Franklin moved to "alter or amend" the judgment, which request is normally made pursuant to Fed.R.Civ.P. 59. However, Franklin failed to serve such motion within ten days after the entry of judgment and, therefore, his motion for reconsideration will be construed as one made under Fed.R.Civ.P. 60(b). See Teal v. Eagle Fleet, Inc., 933 F.2d 341, 347 n. 3 (5th Cir.1991) (per curiam). The motion for reconsideration cannot be construed as one under Rule 60(a) because the motion attacks the district court's judgment as well as requesting correction of a clerical error. Upon review, this court concludes that the district court properly denied Franklin's motion.

7

A party may seek relief from judgment under Rule 60(b) pursuant to one of the six clauses specified under that Rule. Other than cases involving exceptional or extraordinary circumstances that may justify relief from a judgment under Rule 60(b)(6), an abuse of discretion standard applies to a decision rendered under any other subsection within Rule 60(b). In re Salem Mortg. Co., 791 F.2d 456, 459 (6th Cir.1986); Smith v. Secretary of Health and Human Servs., 776 F.2d 1330, 1332 (6th Cir.1985). A Rule 60(b) motion cannot be used as a substitute for an appeal and, thus, does not bring up for review the underlying judgment. Browder v. Director, Dep't of Corrections, 434 U.S. 257, 263 n. 7 (1978).

8

In this case, Franklin argues that after the docket entry mischaracterizing one of his prior actions as a § 2255 motion is corrected, the district court should find that his current motion to vacate his sentence is not a "successive" motion under the Rules Governing § 2255 Cases. However, as correctly noted by the government and by the district court, the corrected docket would still leave one prior § 2255 action remaining in Franklin's history of litigation.
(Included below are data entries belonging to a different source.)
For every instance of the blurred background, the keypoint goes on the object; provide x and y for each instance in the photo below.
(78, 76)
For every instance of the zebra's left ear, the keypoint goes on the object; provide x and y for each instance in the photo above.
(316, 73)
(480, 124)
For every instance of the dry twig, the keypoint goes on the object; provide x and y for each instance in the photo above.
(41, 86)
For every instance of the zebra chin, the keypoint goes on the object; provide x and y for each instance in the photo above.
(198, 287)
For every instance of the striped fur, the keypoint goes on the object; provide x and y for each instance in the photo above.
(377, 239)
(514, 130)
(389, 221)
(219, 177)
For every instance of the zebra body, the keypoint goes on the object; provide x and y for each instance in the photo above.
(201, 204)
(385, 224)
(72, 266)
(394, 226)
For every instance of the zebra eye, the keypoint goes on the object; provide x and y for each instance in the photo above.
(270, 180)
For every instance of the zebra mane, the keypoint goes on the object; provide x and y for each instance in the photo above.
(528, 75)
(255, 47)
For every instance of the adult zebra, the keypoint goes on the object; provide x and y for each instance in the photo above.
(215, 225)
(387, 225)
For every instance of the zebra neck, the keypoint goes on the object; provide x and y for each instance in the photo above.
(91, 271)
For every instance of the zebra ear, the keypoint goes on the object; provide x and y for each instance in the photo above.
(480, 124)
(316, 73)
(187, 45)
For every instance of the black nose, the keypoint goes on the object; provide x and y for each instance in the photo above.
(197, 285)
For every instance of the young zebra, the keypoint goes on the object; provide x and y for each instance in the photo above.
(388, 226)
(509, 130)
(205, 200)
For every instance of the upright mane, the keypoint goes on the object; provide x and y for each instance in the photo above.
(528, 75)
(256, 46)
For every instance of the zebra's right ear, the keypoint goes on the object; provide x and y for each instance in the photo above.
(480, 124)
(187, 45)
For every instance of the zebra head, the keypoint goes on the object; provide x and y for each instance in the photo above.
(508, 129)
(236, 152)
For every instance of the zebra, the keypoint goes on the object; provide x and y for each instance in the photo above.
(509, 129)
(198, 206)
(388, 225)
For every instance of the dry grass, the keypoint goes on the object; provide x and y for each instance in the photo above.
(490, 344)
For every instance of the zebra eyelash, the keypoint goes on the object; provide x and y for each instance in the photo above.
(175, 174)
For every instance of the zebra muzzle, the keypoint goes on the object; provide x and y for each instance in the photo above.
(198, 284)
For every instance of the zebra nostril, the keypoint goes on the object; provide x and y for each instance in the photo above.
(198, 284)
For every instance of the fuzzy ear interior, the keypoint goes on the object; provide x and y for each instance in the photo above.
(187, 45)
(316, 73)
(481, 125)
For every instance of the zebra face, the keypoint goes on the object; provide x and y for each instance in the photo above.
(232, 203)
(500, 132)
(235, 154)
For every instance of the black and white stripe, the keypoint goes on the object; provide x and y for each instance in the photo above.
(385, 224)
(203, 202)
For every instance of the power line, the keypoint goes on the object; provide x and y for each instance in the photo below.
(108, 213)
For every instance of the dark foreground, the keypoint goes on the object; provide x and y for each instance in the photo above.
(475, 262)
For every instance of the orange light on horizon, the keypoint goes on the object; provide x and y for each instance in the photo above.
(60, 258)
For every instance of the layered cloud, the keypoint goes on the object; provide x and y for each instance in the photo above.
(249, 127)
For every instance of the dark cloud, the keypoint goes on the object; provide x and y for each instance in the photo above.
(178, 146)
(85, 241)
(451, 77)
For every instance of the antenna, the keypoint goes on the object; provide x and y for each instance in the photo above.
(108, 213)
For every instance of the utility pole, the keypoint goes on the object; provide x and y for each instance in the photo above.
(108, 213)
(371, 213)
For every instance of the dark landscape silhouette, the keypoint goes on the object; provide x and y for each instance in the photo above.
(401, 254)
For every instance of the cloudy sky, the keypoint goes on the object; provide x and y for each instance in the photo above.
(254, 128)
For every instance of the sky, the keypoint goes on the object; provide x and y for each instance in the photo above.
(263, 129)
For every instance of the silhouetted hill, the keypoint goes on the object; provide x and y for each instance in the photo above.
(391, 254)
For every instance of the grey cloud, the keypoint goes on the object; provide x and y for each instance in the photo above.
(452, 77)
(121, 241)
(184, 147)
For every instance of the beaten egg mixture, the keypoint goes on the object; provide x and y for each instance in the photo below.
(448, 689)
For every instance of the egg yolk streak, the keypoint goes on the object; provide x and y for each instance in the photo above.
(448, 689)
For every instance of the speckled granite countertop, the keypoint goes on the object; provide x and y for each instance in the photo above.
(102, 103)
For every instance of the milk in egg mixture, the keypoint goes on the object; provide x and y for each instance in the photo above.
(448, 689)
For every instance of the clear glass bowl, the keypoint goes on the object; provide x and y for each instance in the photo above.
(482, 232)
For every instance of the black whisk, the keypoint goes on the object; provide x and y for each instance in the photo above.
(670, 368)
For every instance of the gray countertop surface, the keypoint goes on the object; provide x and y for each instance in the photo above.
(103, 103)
It cannot be said that the district court abused its discretion in denying the Rule 60(b) motion, because the court found that Franklin could have brought the ground he now raises in that particular prior request for habeas relief.

9

Accordingly, the district court's order denying Franklin's motion for reconsideration under Fed.R.Civ.P. 60(b) is hereby affirmed. Rule 9(b)(3), Rules of the Sixth Circuit.